Prenatal care: sigh. National standards grade facilities based on whether women come for care, ideal of four visits is not often reached, and get their tetanus vaccines. PIH has, of course, added a strong emphasis on HIV detection and treatment. There is an outstanding system for prevention of mother-to-child HIV transmission: compassionate nurses, very broad community health worker coverage, daily visits for people on antiretroviral therapy, well-organized pharmacy supplies, an heroic effort to provide everything that is necessary for safe formula feeding for the babies. It is amazingly impressive.
But normal routine prenatal care beyond identifying HIV and syphilis and preventing tetanus does not really take place. The visit is a quick tetanus vaccination and routine BP, if we are not too busy, and no particular attention is paid to huge discrepancies in size and dates. A high BP does not necessarily evoke a response, staff distrust their scales and sphygomanometers. It is very, very common to have women present to Labor and Delivery complaining of being overdue by a month. This takes a huge amount of time and education to overcome, and even then, they are very likely to return two days later with the same complaint, hoping for some sort of action from us. It is also common to have women present in labor looking term and being dated at 30 weeks. Dreams of teaching ultrasound skills to interested nurses have dissolved. The basics are really more important at this point.

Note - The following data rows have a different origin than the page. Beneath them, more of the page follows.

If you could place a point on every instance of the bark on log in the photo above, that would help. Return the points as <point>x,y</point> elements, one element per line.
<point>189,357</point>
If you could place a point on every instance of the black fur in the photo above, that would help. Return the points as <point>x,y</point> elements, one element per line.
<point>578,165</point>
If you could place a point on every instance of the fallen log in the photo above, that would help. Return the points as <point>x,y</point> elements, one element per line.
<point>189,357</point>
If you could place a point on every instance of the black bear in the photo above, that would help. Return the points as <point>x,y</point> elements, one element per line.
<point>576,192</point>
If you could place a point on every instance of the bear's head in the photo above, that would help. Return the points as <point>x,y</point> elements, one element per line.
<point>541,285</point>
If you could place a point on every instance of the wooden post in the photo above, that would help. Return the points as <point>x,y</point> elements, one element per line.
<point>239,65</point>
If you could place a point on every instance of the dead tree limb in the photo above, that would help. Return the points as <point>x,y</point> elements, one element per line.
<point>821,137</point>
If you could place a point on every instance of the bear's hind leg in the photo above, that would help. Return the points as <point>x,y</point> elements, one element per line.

My major initiative at the moment is working on prenatal care: adding labs, teaching staff how to size pregnancy, trying to get Rh immune globulin on site, trying to prevent problems associated with hypertension, establishing patterns of referral. I have worked a lot on physical conditions in Labor and Delivery. We’ve tried moving the two beds around, have repaired the nonfunctional sink. Now we will work on handwashing. We’re talking about post-op infection rates and management of chronic hypertension, Fortunately, the doctor who is primarily responsible for Maternity is open-minded about ideas for change. And even more fortunately, I am working with the PIH nurse-mentor for the fellowship, Emily Hall, who has developed a quick and effective response to problems here. She basically says, “Yes, I get that this is a problem, Now what is our first step in fixing this?” This is always helpful, but still, I am stunned at how long it takes to actually get something done. I do, of course, remember how many times people had told me that very same thing. I guess I just could not imagine it.
This week has included a maternal death due to severe uncontrolled hypertension. It was a mother of three young children. My first look at a footling breech, with toes presenting at the perineum, a mother who has presented multiple times for being ‘overdue’ who explained to me in great detail via interpreter that she recently used a traditional medicine which caused her to give birth to four frogs from her vagina, a beautiful full moon, a birthday party for the Italian doctor here, a reported black mamba sighting. This is life at Rwinkwavu.